True recovery and unmet needs
So, is true recovery possible? Ashok Malla and colleagues (in Canada) tell us that the right approach to first-episode psychosis can result in 70 per cent and 80 per cent of individuals returning to work by the end of years one and two, respectively.5
Lally and colleagues also examined recovery from first-episode psychosis in their meta-analysis.6
They pooled data from 79 studies and found that remission and recovery rates were 58 per cent and 38 per cent, respectively over the follow-up periods and thus more favourable than previously thought.
With all this in mind, the unmet needs in the treatment of negative symptoms of schizophrenia are manifold.
Early diagnosis for the reduction of DUP is crucial but often not achieved. Pharmacological interventions work far better for positive symptoms, a fact that sometimes masks the absence of true recovery.
Side effects are a significant issue, especially where they contribute to secondary negative symptoms. And access to phase-specific psychosocial interventions can be limited or absent for large numbers of patients.
In the end, collaborative and recovery-focussed treatment that is in line with international best practice will provide individuals with the realistic hope of an enjoyable, useful, and fulfilling life.

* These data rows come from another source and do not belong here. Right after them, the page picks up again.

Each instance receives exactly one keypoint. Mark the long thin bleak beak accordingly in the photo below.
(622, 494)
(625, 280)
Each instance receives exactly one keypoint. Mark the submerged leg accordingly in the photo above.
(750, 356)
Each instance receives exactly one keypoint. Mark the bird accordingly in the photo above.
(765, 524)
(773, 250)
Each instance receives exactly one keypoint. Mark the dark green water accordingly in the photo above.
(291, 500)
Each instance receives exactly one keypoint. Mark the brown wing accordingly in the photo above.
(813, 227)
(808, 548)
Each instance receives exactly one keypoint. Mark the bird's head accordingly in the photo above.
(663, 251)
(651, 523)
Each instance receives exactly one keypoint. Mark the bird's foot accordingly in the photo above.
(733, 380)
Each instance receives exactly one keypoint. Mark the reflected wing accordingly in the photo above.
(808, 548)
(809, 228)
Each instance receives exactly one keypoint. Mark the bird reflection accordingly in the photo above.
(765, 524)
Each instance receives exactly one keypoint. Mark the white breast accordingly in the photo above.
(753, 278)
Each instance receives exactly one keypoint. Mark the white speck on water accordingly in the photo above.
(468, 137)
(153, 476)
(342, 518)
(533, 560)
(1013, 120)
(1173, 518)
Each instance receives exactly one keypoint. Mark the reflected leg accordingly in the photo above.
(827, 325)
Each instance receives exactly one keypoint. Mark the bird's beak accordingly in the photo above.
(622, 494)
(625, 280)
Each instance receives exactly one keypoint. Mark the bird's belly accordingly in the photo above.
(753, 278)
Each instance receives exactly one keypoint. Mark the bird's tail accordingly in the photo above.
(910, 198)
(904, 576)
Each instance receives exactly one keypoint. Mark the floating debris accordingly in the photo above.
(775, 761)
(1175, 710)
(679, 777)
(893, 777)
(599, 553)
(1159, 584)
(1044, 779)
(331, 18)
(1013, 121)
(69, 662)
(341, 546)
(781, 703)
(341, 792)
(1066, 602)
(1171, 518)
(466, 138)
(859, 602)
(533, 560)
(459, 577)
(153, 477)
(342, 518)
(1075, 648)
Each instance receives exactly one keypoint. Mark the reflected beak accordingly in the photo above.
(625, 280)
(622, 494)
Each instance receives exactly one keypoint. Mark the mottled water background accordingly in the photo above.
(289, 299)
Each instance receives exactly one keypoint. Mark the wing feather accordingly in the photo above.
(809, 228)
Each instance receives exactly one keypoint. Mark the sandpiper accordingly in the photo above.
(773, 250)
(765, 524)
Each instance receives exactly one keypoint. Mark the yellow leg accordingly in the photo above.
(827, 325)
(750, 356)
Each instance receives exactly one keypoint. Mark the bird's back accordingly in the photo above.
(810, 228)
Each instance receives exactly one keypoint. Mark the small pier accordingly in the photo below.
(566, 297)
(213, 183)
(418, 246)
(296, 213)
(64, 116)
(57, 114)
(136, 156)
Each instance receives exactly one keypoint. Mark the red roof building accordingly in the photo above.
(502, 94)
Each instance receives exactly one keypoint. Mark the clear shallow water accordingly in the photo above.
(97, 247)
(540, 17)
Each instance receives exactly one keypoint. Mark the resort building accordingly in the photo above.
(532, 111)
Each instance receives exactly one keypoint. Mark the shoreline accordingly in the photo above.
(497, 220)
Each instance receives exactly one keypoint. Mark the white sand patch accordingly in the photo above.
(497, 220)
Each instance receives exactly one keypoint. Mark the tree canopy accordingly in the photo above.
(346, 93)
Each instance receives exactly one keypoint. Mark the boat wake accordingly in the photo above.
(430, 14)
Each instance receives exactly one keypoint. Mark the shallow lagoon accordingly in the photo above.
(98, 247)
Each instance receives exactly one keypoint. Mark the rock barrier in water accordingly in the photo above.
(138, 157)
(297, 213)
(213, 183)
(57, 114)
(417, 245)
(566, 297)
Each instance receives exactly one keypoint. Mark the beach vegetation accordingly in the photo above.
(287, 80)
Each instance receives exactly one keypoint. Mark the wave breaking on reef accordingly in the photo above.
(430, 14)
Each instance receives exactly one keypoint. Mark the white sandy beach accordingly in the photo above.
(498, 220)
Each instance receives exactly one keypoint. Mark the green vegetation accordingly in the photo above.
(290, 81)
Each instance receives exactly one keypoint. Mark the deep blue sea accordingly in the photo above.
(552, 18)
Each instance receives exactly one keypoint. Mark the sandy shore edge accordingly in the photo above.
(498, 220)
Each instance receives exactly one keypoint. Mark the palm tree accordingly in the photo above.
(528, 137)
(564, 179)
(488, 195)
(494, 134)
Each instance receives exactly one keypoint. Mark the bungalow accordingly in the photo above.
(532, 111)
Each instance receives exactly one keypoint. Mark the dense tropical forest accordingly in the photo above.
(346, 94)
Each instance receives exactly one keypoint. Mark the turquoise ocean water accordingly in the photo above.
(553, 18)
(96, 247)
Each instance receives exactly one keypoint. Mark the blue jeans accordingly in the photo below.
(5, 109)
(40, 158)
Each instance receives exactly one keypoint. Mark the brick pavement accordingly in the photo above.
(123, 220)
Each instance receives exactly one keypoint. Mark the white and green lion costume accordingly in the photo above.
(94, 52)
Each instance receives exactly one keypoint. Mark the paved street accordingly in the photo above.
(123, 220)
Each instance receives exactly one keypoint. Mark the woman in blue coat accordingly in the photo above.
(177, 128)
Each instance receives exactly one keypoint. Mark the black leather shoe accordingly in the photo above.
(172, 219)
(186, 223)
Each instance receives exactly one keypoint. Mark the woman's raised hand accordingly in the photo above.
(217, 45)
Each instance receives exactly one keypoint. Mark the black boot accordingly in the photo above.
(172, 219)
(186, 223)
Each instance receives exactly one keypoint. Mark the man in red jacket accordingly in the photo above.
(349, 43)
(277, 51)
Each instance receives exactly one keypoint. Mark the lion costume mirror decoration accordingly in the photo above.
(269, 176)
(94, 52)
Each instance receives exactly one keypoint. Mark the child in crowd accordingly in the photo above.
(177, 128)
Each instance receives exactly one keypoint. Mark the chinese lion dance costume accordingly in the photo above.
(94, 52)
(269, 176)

But there is still much work to do.
Author
Dr Stephen McWilliams is a consultant psychiatrist, author and Associate Clinical Professor, School of Medicine and Medical Sciences, University College Dublin. He runs the Psychosis Programme at Saint John of God Hospital, Dublin.
References
- Taylor D, Barnes T, Young A. The Maudsley Prescribing Guidelines in Psychiatry (13th Ed). Wiley-Blackwell (pages 31-35).
- Health Service Executive (June 2019). National Clinical Programme for Early Intervention in Psychosis. Model of Care. ISBN 978-1-78602-128-1. (See also Executive Summary. ISBN 978-78602-129-8).
- Keating D, McWilliams S, Schneider I, Hynes C, Cousins G, Strawbridge J, Clarke M. Pharmacological guidelines for schizophrenia: a systematic review and comparison of recommendations for the first episode. BMJ Open 7: e013881. doi:10.1136/bmjopen-2016-013881.
- Leucht S, Corves C, Arbter D, Engel RR, Li C, Davis JM. Second-generation versus first-generation antipsychotic drugs for schizophrenia: a meta-analysis. Lancet (2009). 373:31-41.
- Malla A, Norman R, Schmitz N, Manchanda R, Béchard-Evans L, Takhar J, Haricharan R. Predictors of rate and time to remission in first-episode psychosis: a two-year outcome study. Psychol Med (2006). 36(5):649-58.
- Lally J, Ajnakina O, Stubbs B, Cullinane M, Murphy KC, Gaughran F, Murray RM. Remission and recovery from first-episode psychosis in adults: systematic review and meta-analysis of long-term outcome studies. British Journal of Psychiatry (2017). 211(6):350-8.